Lo storico Mauro Canali, nel suo celebre libro “Il delitto Matteotti” (Il Mulino, 2004), diversamente da Cazzullo, per descrivere come fu ucciso e sepolto, non usa la cronaca di un giornale, fonte poco attendibile  anche perché pubblicato il giorno dopo il ritrovamento del corpo,  ma la sentenza del processo Matteotti del 1947, che smentisce alcune affermazioni del cronista del CorSera.

Matteotti fu ucciso con un’arma da punta sulla Lancia Trikappa utilizzata per il rapimento. Il colpo mortale fu sferrato all’altezza del cuore e provocò una forte emorragia, non dovuta a uno sbocco di emottisi, come sostenuto da Dùmini. L’emorragia macchiò la giacca, rinvenuta il 12 agosto, lorda di sangue misto a terriccio, da un cantoniere che stava lavorando lungo la via Flaminia. La lima fu utilizzata solo per scavare la fossa, di forma ovoidale e di una lunghezza massima di m 1,20. Il povero Matteotti fu sepolto completamente nudo, per accelerare la decomposizione del cadavere. Il corpo era rannicchiato e compresso, ma integro.

I  cinque sicari della Ceka furono gli esecutori materiali dell’efferato delitto, il duce fu il mandante, i gerarchi fascisti suoi complici. Ma furono molti i collaboratori degli assassini. In tutto il Paese tutti quelli che commisero e condivisero le violenze fasciste. 

A Chieti, durante il processo  del marzo 1926, collaboratori furono i ceti borghesi e aristocratici, che accolsero trionfalmente gli assassini e applaudirono Roberto Farinacci quando, nell’arringa pronunciata in difesa di Dùmini, coprì di insulti il povero deputato, definendolo disfattista, perché contrario alla guerra, violento e schiavista contro i contadini, perché “li obbligava a un lavoro bestiale”.  Collaboratori  furono anche i giudici dei due processi-farsa: di Chieti nel marzo del 1926, di Roma nell’aprile del 1947.

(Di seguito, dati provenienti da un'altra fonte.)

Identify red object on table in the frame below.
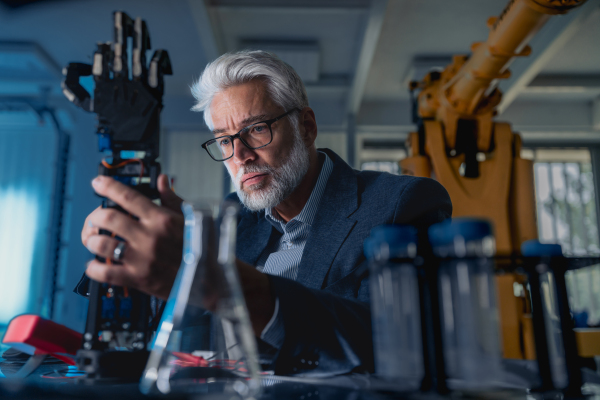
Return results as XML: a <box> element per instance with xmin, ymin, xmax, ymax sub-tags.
<box><xmin>2</xmin><ymin>315</ymin><xmax>82</xmax><ymax>365</ymax></box>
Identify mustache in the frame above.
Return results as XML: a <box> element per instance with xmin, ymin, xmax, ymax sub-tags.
<box><xmin>235</xmin><ymin>163</ymin><xmax>275</xmax><ymax>183</ymax></box>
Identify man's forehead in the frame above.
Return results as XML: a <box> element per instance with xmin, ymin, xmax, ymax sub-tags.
<box><xmin>210</xmin><ymin>81</ymin><xmax>279</xmax><ymax>134</ymax></box>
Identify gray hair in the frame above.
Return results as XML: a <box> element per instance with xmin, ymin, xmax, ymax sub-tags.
<box><xmin>190</xmin><ymin>50</ymin><xmax>309</xmax><ymax>130</ymax></box>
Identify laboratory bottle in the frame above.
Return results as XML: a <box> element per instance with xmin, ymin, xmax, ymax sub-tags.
<box><xmin>521</xmin><ymin>240</ymin><xmax>568</xmax><ymax>390</ymax></box>
<box><xmin>364</xmin><ymin>224</ymin><xmax>423</xmax><ymax>390</ymax></box>
<box><xmin>428</xmin><ymin>218</ymin><xmax>502</xmax><ymax>389</ymax></box>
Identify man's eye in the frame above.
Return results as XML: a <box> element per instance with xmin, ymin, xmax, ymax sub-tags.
<box><xmin>250</xmin><ymin>124</ymin><xmax>268</xmax><ymax>134</ymax></box>
<box><xmin>219</xmin><ymin>138</ymin><xmax>231</xmax><ymax>147</ymax></box>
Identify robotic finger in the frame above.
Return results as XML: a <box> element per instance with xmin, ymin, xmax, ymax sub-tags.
<box><xmin>148</xmin><ymin>49</ymin><xmax>172</xmax><ymax>96</ymax></box>
<box><xmin>92</xmin><ymin>43</ymin><xmax>111</xmax><ymax>81</ymax></box>
<box><xmin>112</xmin><ymin>11</ymin><xmax>133</xmax><ymax>79</ymax></box>
<box><xmin>61</xmin><ymin>62</ymin><xmax>93</xmax><ymax>112</ymax></box>
<box><xmin>133</xmin><ymin>17</ymin><xmax>150</xmax><ymax>82</ymax></box>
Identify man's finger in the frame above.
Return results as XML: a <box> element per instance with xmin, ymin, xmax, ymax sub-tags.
<box><xmin>81</xmin><ymin>206</ymin><xmax>102</xmax><ymax>246</ymax></box>
<box><xmin>86</xmin><ymin>259</ymin><xmax>135</xmax><ymax>287</ymax></box>
<box><xmin>86</xmin><ymin>235</ymin><xmax>135</xmax><ymax>264</ymax></box>
<box><xmin>92</xmin><ymin>175</ymin><xmax>157</xmax><ymax>219</ymax></box>
<box><xmin>157</xmin><ymin>174</ymin><xmax>183</xmax><ymax>213</ymax></box>
<box><xmin>88</xmin><ymin>207</ymin><xmax>146</xmax><ymax>243</ymax></box>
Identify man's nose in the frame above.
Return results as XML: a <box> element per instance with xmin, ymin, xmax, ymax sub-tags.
<box><xmin>232</xmin><ymin>138</ymin><xmax>257</xmax><ymax>165</ymax></box>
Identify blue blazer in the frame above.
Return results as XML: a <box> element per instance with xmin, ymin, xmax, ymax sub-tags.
<box><xmin>228</xmin><ymin>148</ymin><xmax>452</xmax><ymax>376</ymax></box>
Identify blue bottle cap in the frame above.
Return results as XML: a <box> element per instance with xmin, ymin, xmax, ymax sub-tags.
<box><xmin>364</xmin><ymin>225</ymin><xmax>417</xmax><ymax>260</ymax></box>
<box><xmin>363</xmin><ymin>237</ymin><xmax>377</xmax><ymax>260</ymax></box>
<box><xmin>521</xmin><ymin>240</ymin><xmax>563</xmax><ymax>257</ymax></box>
<box><xmin>428</xmin><ymin>218</ymin><xmax>492</xmax><ymax>247</ymax></box>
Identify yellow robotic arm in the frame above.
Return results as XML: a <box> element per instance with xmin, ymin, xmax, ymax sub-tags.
<box><xmin>400</xmin><ymin>0</ymin><xmax>587</xmax><ymax>359</ymax></box>
<box><xmin>403</xmin><ymin>0</ymin><xmax>587</xmax><ymax>255</ymax></box>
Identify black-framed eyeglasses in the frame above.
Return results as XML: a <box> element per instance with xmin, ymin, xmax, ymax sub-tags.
<box><xmin>201</xmin><ymin>108</ymin><xmax>300</xmax><ymax>162</ymax></box>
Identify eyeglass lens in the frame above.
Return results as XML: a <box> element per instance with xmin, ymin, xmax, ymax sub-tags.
<box><xmin>206</xmin><ymin>122</ymin><xmax>271</xmax><ymax>161</ymax></box>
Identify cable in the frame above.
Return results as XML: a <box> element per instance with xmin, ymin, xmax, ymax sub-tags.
<box><xmin>40</xmin><ymin>368</ymin><xmax>85</xmax><ymax>379</ymax></box>
<box><xmin>101</xmin><ymin>158</ymin><xmax>145</xmax><ymax>182</ymax></box>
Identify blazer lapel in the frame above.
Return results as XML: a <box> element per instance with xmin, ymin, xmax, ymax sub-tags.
<box><xmin>295</xmin><ymin>151</ymin><xmax>359</xmax><ymax>290</ymax></box>
<box><xmin>236</xmin><ymin>212</ymin><xmax>273</xmax><ymax>265</ymax></box>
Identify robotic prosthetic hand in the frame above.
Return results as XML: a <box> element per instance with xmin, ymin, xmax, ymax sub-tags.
<box><xmin>63</xmin><ymin>12</ymin><xmax>172</xmax><ymax>171</ymax></box>
<box><xmin>62</xmin><ymin>12</ymin><xmax>172</xmax><ymax>381</ymax></box>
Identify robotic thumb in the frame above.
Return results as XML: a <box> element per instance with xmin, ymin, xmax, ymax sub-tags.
<box><xmin>157</xmin><ymin>174</ymin><xmax>183</xmax><ymax>213</ymax></box>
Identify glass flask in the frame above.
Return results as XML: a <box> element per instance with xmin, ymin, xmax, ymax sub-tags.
<box><xmin>140</xmin><ymin>202</ymin><xmax>261</xmax><ymax>399</ymax></box>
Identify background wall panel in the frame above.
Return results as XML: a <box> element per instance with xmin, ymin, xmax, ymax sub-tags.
<box><xmin>163</xmin><ymin>130</ymin><xmax>224</xmax><ymax>205</ymax></box>
<box><xmin>315</xmin><ymin>132</ymin><xmax>347</xmax><ymax>162</ymax></box>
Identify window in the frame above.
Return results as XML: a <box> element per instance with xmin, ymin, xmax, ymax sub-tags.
<box><xmin>361</xmin><ymin>161</ymin><xmax>400</xmax><ymax>174</ymax></box>
<box><xmin>0</xmin><ymin>109</ymin><xmax>59</xmax><ymax>325</ymax></box>
<box><xmin>523</xmin><ymin>148</ymin><xmax>600</xmax><ymax>328</ymax></box>
<box><xmin>0</xmin><ymin>189</ymin><xmax>39</xmax><ymax>323</ymax></box>
<box><xmin>565</xmin><ymin>263</ymin><xmax>600</xmax><ymax>327</ymax></box>
<box><xmin>357</xmin><ymin>133</ymin><xmax>407</xmax><ymax>172</ymax></box>
<box><xmin>523</xmin><ymin>149</ymin><xmax>599</xmax><ymax>256</ymax></box>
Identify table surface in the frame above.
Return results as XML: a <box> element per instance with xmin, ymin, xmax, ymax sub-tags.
<box><xmin>2</xmin><ymin>355</ymin><xmax>592</xmax><ymax>400</ymax></box>
<box><xmin>0</xmin><ymin>354</ymin><xmax>544</xmax><ymax>400</ymax></box>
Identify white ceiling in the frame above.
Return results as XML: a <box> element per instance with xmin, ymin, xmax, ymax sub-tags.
<box><xmin>364</xmin><ymin>0</ymin><xmax>507</xmax><ymax>101</ymax></box>
<box><xmin>217</xmin><ymin>7</ymin><xmax>365</xmax><ymax>77</ymax></box>
<box><xmin>541</xmin><ymin>9</ymin><xmax>600</xmax><ymax>74</ymax></box>
<box><xmin>0</xmin><ymin>0</ymin><xmax>599</xmax><ymax>137</ymax></box>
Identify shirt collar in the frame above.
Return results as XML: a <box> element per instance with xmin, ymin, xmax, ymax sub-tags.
<box><xmin>265</xmin><ymin>151</ymin><xmax>334</xmax><ymax>230</ymax></box>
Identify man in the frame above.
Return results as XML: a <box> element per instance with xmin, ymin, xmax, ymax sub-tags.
<box><xmin>81</xmin><ymin>50</ymin><xmax>452</xmax><ymax>376</ymax></box>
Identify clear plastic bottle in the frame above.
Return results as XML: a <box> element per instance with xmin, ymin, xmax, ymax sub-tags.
<box><xmin>365</xmin><ymin>225</ymin><xmax>423</xmax><ymax>390</ymax></box>
<box><xmin>522</xmin><ymin>240</ymin><xmax>568</xmax><ymax>390</ymax></box>
<box><xmin>428</xmin><ymin>218</ymin><xmax>502</xmax><ymax>389</ymax></box>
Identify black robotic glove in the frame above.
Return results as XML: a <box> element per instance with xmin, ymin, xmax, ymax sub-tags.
<box><xmin>61</xmin><ymin>12</ymin><xmax>172</xmax><ymax>160</ymax></box>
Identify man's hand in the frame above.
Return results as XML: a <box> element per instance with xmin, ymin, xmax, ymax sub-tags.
<box><xmin>82</xmin><ymin>173</ymin><xmax>184</xmax><ymax>299</ymax></box>
<box><xmin>81</xmin><ymin>176</ymin><xmax>275</xmax><ymax>336</ymax></box>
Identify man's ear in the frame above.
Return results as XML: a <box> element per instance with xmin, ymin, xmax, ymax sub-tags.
<box><xmin>299</xmin><ymin>107</ymin><xmax>318</xmax><ymax>148</ymax></box>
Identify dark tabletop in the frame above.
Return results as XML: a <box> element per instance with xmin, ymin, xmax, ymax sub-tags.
<box><xmin>0</xmin><ymin>354</ymin><xmax>549</xmax><ymax>400</ymax></box>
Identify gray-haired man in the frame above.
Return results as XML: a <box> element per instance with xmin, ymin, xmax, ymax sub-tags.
<box><xmin>82</xmin><ymin>50</ymin><xmax>452</xmax><ymax>375</ymax></box>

A Chieti e in gran parte d’Italia sono numerosi i nostalgici del fascismo, che mantengono accesa la fiamma tricolore, simbolo  del partito Fratelli d’Italia e già simbolo dell’MSI. Cari nostalgici, mi permetto di dirvi: finché la fiamma rimarrà accesa, il delitto Matteotti continuerà a pesare sulla vostra coscienza.

E ficcatevi bene in mente le sue parole rivolte  ai carnefici: UCCIDETE PURE ME, MA L’IDEA CHE È IN ME  NON L’UCCIDERETE MAI.